Robert Wayne Sawyer. Evaluator Luckasson asked him what was meant by “reasonable doubt.” He crushed his cigarette in an ashtray, pointed to the residual smoke, and said, “It ain't reasonable out.”
Jerome Bowden. His sister testified how he had been cutting her lawn. When the mower ran out of gas, he took the garden hose and filled the tank with water.
Barry Fairchild. He believed that the reading of his Miranda warning was an opening devotion the interrogators used before getting down to work.
Walter Correll. Although he had a strong alibi, two admittedly inept lawyers became frustrated and gave up developing a vigorous defense. They did it because when they came to talk about the case, he curled up in a corner and cried.
Morris Mason. As he was being taken away and prepared for execution, he talked about being back for the basketball game later in the yard.
Ricky Rector. He left his pecan pie on the windowsill of his cell. He planned to eat it after the execution.
Cornelius Singleton. He believed he was being executed because much earlier he had stolen some bed sheets off of a clothesline.
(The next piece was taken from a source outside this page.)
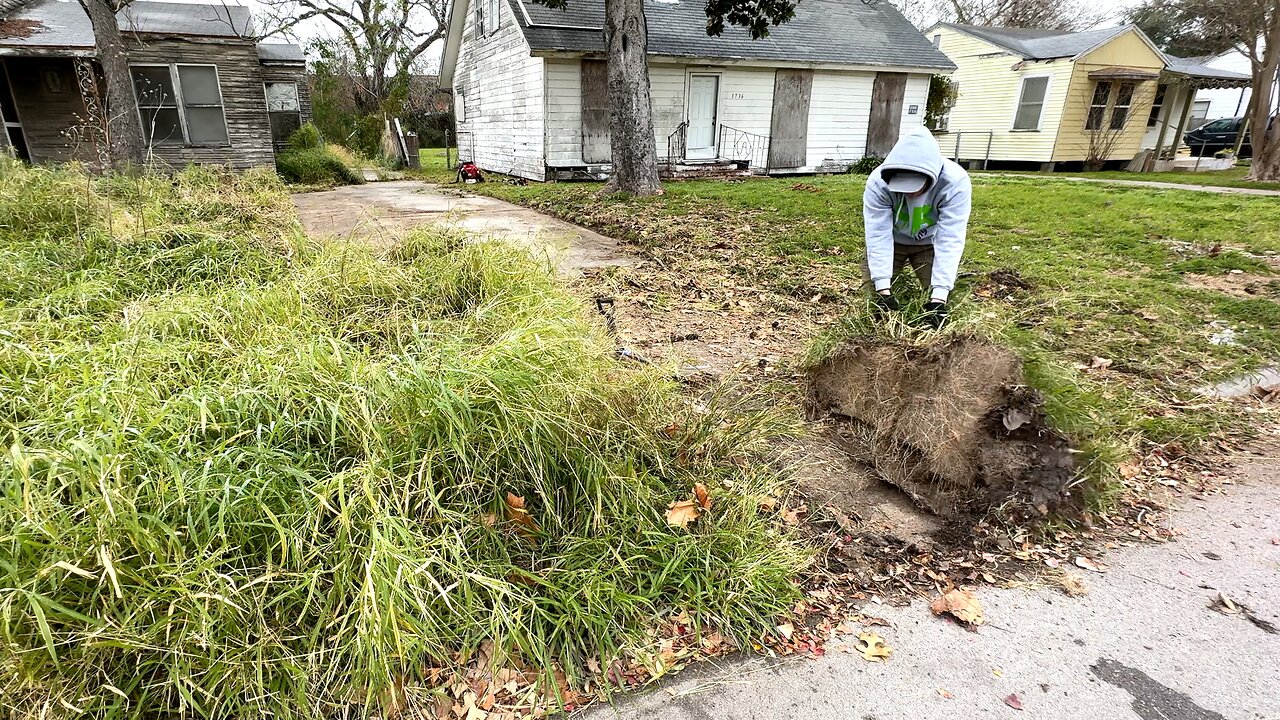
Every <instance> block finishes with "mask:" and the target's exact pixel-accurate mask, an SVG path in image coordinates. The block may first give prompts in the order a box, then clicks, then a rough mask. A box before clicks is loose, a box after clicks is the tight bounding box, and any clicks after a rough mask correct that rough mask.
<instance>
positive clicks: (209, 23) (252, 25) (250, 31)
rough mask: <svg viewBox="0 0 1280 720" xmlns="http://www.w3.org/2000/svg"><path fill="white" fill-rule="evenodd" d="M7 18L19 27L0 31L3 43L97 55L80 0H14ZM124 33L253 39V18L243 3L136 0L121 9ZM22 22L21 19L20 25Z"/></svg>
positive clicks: (86, 14)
Joe Arridy. He was discovered among the nameless hundreds who were executed before the Supreme Court's suspension of executions from 1972 to 1976. In 1937 to 1939, Warden Roy Best broke the rules and fought to save Joe's life. He filled Joe's cell with magazines and coloring books. He gave Joe a toy train on the last Christmas of his life. When the governor called and ordered the warden to kill Arridy, it was said that he broke down and cried (Perske, 1995).
NOTE:This paper is part of a presentation by the recipient of the America Bar Association's Paul Hearne Award, Washington, DC, August 12, 2002.